Let's see. Bek, nobody has an "in" with Google, although you wouldn't believe the number of folks who try to claim that. :) I checked out the site you mentioned, but many boxes were checked (Hidden text or links, Deceptive redirects, Doorway pages, and Duplicate site or pages), and I didn't see that at first glance. So it's possible that someone checked it out and didn't see what you reported. I saw some words in the noframes section, but that's it. Could you say in a spamreport what exactly was wrong with the site?
Informational site with name and url structure of www.keyword1-keyword2-keyword3.tld. Lots and lots of quality content.
Site launched six months ago.
Doing great until last Saturday. Lots of links from .edus and .govs.
Did get to first page for main keyword phrase, but now on page 7. All other pages are doing great.
Results in my sector do look worse than previously. Pretty decent relative to other engines, but tend to fall off after the second page. Also, noticeably more pages in SERPS with only vague connection between search query.
Other "branded" sites with keywords in incoming anchor text tended to hold their positions for main keyword.
I'm in the educational/commercial area.
I don't think these SERPS are gonna stick. I just wanna know when is it gonna change?
I run a clean ship, I took over our site last year and made our site spic and span using the info from this forum and the Google guidelines. Being a site with a shopping cart, I've been limited to the pages that the bot can see, so I've had to rely heavily on the index page.
If Google is going to dump index pages, how do I get back into the rankings for generalized search terms. For example, in my industry, the top search term is "wholesale widgets", with widgets being the general type of item we sell. My index page tells people that we have lots of different types of widgets and we sell them wholesale. It lists the names of some of the more popular widgets, and it has links to the shopping cart pages where they can find and buy these widgets.
So, why does Google now consider this page to be garbage?

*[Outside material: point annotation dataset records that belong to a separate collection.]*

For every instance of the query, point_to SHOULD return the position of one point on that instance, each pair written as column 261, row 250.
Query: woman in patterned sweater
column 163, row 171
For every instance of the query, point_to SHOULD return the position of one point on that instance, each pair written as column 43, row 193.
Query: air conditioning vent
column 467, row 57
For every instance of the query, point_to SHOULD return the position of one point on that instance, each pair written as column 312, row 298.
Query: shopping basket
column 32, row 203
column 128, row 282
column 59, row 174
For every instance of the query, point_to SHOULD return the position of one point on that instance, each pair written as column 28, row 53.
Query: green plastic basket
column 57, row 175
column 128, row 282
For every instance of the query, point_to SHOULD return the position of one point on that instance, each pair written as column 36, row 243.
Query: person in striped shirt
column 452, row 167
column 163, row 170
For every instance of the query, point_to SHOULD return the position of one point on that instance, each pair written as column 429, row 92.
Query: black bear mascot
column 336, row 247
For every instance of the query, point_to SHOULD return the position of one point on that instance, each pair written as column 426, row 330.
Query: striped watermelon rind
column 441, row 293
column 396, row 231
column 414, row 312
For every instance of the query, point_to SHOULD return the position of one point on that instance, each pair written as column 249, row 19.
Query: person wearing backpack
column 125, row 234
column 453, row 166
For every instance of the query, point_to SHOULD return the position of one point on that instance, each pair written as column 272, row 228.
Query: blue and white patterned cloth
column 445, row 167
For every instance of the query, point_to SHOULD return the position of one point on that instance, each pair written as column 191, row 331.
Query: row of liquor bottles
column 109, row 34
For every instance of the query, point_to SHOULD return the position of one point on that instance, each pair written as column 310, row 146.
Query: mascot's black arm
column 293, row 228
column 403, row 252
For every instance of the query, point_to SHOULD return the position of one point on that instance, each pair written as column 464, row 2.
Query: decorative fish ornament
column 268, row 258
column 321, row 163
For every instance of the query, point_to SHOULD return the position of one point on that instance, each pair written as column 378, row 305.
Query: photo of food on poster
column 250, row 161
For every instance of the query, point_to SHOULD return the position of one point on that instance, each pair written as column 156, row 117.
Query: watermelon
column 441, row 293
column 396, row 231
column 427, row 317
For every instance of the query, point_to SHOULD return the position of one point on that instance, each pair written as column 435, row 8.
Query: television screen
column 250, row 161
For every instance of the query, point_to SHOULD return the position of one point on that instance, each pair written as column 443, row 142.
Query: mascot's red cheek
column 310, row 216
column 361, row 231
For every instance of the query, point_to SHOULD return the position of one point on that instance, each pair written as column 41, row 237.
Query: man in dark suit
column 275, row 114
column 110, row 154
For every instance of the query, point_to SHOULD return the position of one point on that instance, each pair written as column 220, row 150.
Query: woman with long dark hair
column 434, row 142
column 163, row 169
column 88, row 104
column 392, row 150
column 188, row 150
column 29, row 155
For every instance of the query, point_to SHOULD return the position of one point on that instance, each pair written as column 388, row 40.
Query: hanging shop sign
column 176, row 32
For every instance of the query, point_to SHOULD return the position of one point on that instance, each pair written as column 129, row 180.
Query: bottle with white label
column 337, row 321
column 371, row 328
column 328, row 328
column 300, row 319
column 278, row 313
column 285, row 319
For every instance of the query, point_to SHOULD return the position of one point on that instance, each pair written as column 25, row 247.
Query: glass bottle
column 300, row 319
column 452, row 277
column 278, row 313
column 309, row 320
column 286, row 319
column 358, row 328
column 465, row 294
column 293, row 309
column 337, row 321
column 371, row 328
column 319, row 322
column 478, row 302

I can't think of a more honest way to create an index page with the purpose of targeting the people who are looking for your products.
An earlier post in this thread suggests removing the search terms from the page. What? So, if I remove the term "wholesale widgets", my ranking will improve? You are going to have to explain that one to me.
Jacqueline
Not gonna be a very nice Christmas for alot of people who ran clean relevant sites with good content!
I hope the algo-smiths at Google sleep well over the Christmas peroid, knowing they have put alot of people out of business!
Sorry if this statement sounds strong, but it's the truth.